Biometric Passport Technology


Biometric passports have been touted as cutting-edge technology that is able to prevent travel document forgery using a secure authentication process. These types of passports carry digital data about the physical characteristics of their respective holders, such as face shape and fingerprints. Biometric passports cannot be changed because information can only be able to be written to it once. The biometrics automates this process by verifying an individual's identity based on their physical characteristics. Biometric passport is one such technological advancement that will spread across the world soon and any country that has not adopted it, be alienated from rest of the world.

Obtaining a biometric passport takes a lot longer to get than normal passports. There is a "emergency passport" program, but these are not biometric, and thus not suitable for travel to the USA. The biometric passport is believed to be as a foolproof method to stop passport cheats in their tracks, by using a combination of a paper and electronic identity document that used to authenticate the citizenship of travelers. Further advances in the area of biometrics technology are growing all the time.

Biometric passports are printed documents that not only include conventional security feature but also contain a special chip, where in Belgium this chip contains the same data that is printed on the inside of the paper version of the passport. Biometric passports are in the current state of being considered, developed or tested by a growing number of governments in Europe and around the world. In countries that participate in the US Visa Waiver Program (VWP), this trend will continue because of US demands to start issuing their citizens with biometric passports before October 26, 2005.

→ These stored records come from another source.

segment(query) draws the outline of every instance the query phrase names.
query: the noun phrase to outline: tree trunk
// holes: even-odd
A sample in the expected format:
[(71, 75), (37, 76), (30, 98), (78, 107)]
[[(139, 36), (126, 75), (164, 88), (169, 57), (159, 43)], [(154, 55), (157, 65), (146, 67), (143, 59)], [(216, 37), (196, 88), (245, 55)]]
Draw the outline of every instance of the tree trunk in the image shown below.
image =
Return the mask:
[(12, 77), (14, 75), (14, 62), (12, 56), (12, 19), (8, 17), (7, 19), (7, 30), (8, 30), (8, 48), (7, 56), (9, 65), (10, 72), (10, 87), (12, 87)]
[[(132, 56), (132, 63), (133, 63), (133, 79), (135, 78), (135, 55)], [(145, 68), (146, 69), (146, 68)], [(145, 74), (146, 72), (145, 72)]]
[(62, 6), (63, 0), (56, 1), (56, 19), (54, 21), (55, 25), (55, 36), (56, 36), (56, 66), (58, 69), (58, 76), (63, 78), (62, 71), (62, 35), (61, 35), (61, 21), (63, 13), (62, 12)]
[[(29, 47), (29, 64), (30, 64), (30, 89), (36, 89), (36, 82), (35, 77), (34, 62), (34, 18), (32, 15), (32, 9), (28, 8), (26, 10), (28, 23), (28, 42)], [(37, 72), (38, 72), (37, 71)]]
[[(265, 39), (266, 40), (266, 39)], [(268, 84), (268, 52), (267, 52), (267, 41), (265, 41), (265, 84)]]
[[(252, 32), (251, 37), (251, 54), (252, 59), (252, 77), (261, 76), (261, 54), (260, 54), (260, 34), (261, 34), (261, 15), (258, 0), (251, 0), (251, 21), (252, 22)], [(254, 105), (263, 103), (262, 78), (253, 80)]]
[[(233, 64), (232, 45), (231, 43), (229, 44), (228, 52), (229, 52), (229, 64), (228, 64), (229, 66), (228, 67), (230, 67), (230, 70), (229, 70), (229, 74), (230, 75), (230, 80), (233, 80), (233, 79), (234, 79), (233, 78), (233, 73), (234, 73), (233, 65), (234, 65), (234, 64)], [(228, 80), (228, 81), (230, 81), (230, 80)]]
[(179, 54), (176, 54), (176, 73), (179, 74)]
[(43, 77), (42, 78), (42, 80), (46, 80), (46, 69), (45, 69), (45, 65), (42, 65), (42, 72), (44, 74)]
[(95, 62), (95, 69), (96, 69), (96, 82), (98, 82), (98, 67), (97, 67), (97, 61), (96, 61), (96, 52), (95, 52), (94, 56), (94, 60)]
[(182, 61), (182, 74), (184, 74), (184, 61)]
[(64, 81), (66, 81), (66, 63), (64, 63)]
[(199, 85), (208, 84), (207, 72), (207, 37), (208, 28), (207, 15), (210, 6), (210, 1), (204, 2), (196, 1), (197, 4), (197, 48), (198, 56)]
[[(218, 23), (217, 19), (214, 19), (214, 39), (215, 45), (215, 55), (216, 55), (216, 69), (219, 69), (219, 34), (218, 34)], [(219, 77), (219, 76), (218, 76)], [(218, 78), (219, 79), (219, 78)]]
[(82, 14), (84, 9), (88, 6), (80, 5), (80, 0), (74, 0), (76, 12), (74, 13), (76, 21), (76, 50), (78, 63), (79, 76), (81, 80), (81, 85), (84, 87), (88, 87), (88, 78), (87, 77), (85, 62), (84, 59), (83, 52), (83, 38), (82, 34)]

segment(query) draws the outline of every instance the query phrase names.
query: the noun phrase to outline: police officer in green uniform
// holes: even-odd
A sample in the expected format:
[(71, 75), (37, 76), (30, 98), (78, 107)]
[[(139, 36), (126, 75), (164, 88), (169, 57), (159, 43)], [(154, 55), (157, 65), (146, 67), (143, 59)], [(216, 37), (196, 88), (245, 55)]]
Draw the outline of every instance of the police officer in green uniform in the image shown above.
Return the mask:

Congress originally mandated that by October 26, 2004 all countries participating in the Visa Waiver Program must have a program in place to include biometric identifiers into their passports that meet International Civil Aviation Organization (ICAO) standards. Congress extended the deadline for the biometric passports by a year to October 26, 2005, in order to give the VWP countries the necessary time to develop them.

Information on the chip is stored in encrypted form on an RFID tag, with the password as a combination of information written on the passport, so that anyone with access to the passport will be able to read the chip. RFID technology is the precursors to a world in which billions of networked objects and sensors will report their location, identity, and history.

Future advances in biometric passports are already being developed in Europe and the US partly in response to this situation; in fact the US has announced that a biometric will shortly be required for foreign nationals entering the US.